The headlines this past Friday provided the excuse for the selloff as highlighted by this screamer from the NY Post:

Gold and silver plunge after news Trump will nominate Kevin Warsh as Fed chair

Perfect. An alleged rate freezing, balance sheet slashing, anti-inflationista has been nominated to become the next Fed Chair and that’s all it took to scare commodity markets into a correction.

Convenient?

You betcha.

The real reason?

Markets were overextended by 15% to 25% and needed a breather. In extreme bull markets once a short squeeze starts activity like what we witnessed last week was and is to be expected.

II. Gold

The chart below of gold sums up what happened and provides clues as to the future what might happen next:

Click to enlarge

Unfortunately for goldbugs, the correction barely kissed 20% on an intraday basis and basically was only around 17% overall. What was needed was a nice round number around 23% or so to validate this portion of the correction is over. However, the bounce tonight indicates that the countertrend bounce has some legs and could retrace back close to the $5000 level before all is said and done.
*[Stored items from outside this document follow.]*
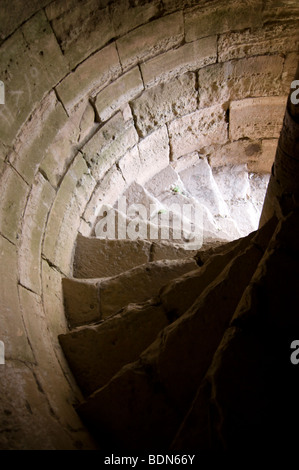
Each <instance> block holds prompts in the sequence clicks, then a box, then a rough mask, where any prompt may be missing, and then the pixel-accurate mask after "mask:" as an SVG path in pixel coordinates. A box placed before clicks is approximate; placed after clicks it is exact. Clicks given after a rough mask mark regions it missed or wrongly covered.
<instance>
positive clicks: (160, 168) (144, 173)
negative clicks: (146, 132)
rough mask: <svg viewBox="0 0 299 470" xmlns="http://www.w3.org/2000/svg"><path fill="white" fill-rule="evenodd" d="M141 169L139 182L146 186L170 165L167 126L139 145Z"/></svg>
mask: <svg viewBox="0 0 299 470" xmlns="http://www.w3.org/2000/svg"><path fill="white" fill-rule="evenodd" d="M138 147H139V157H140V162H141V168H140V171H139V176H138V178H137V182H138V183H139V184H144V183H145V182H146V181H148V180H149V179H150V178H151V177H152V176H154V175H155V174H156V173H158V172H159V171H161V170H163V169H164V168H166V167H167V166H168V165H169V141H168V133H167V128H166V126H165V125H164V126H162V127H160V128H159V129H157V130H156V131H154V132H152V133H151V134H150V135H148V136H147V137H145V139H143V140H142V141H141V142H140V143H139V144H138Z"/></svg>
Once the equity correction begins, I expect the US dollar, stocks, bonds, and precious metals to trade in unison with the correlation resulting in at least a 20-25% decline in gold prices.

III. Silver

Silver has behaved much more logically and technically sound with an almost perfect 38% and change Fibonacci Retracement:

Click to enlarge

The ultimate and way overdue silver squeeze that started at the end of 2025 and got legs after January 8th took off and scorched the shorts, LBMA, and other exchanges attempting to manipulate price levels. It’s not just a physical demand by industry, but retail finally took an interest in buying, just like 1979, near the short term top.
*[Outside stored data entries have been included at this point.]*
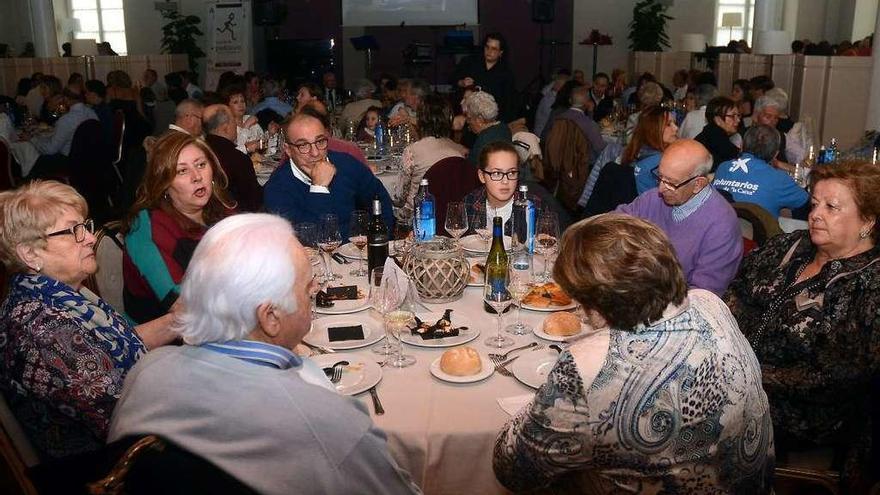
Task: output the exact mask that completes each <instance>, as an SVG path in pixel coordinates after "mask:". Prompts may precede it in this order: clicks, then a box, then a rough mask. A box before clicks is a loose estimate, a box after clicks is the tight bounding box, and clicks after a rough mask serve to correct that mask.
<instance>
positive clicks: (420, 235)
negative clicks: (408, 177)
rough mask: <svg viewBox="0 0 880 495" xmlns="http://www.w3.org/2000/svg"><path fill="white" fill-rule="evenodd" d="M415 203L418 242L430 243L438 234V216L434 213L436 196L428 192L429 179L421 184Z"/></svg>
mask: <svg viewBox="0 0 880 495" xmlns="http://www.w3.org/2000/svg"><path fill="white" fill-rule="evenodd" d="M413 203H414V205H413V206H414V208H413V209H414V211H413V232H414V234H415V238H416V242H424V241H430V240H431V239H433V238H434V234H435V233H436V217H437V215H436V214H435V212H434V205H435V204H436V201H435V200H434V195H433V194H431V193H430V192H429V191H428V179H422V181H421V182H419V190H418V192H416V197H415V199H414V200H413Z"/></svg>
The bounce tonight, like gold prices, has been impressive but it probably is not over. I would expect one more test of the $100 price level to the upside then in concert with gold a retest of the lows, then a prolonged consolidation throughout the summer until a rally begins with the start of the American silly season, aka, elections, in September of this year.

If this consolidation occurs, that base will propel Silver to a substantially higher closing price in December far exceeding $125 per ounce.

IV. Conclusion

These pages predicted the following way, way, way back in December of 2025:

1. Gold finally pauses it’s relentless multiyear advance around $5100 per ounce. Meanwhile, after a 20%+ correction in precious metals, the anti-silver crowd crows as silver briefly breaks down within technical tolerances before skyrocketing north of $100 before the year is over as physical shortages and industrial demand finally begin to impact availability. Other manufacturers follow Samsung’s lead and start bypassing traditional suppliers to buy silver direct from miners or sponsoring re-opening of idled mines.

The correction I predicted happened quicker than the $5100 price level in gold and $100 price level in silver than this author anticipated. With that being said, the concept is essentially correct. I do believe that the price action will remain wild and loose into the next two to three months before a consolidation period begins.

The potential for a historic breakout remains if a major international war or collapse of the US financial system occurs but with the pump monkey Fed and Trump administration, an outright collapse is highly unlikely.

Unfortunately for the MMT theorists in charge now, a deflationary outcome in the second half of this year is potentially in the offing as demand and credit availability for the masses collapses. Pay attention to US Treasury yields as your signpost for that outcome, which is extremely bullish for the precious metals if history is any guide.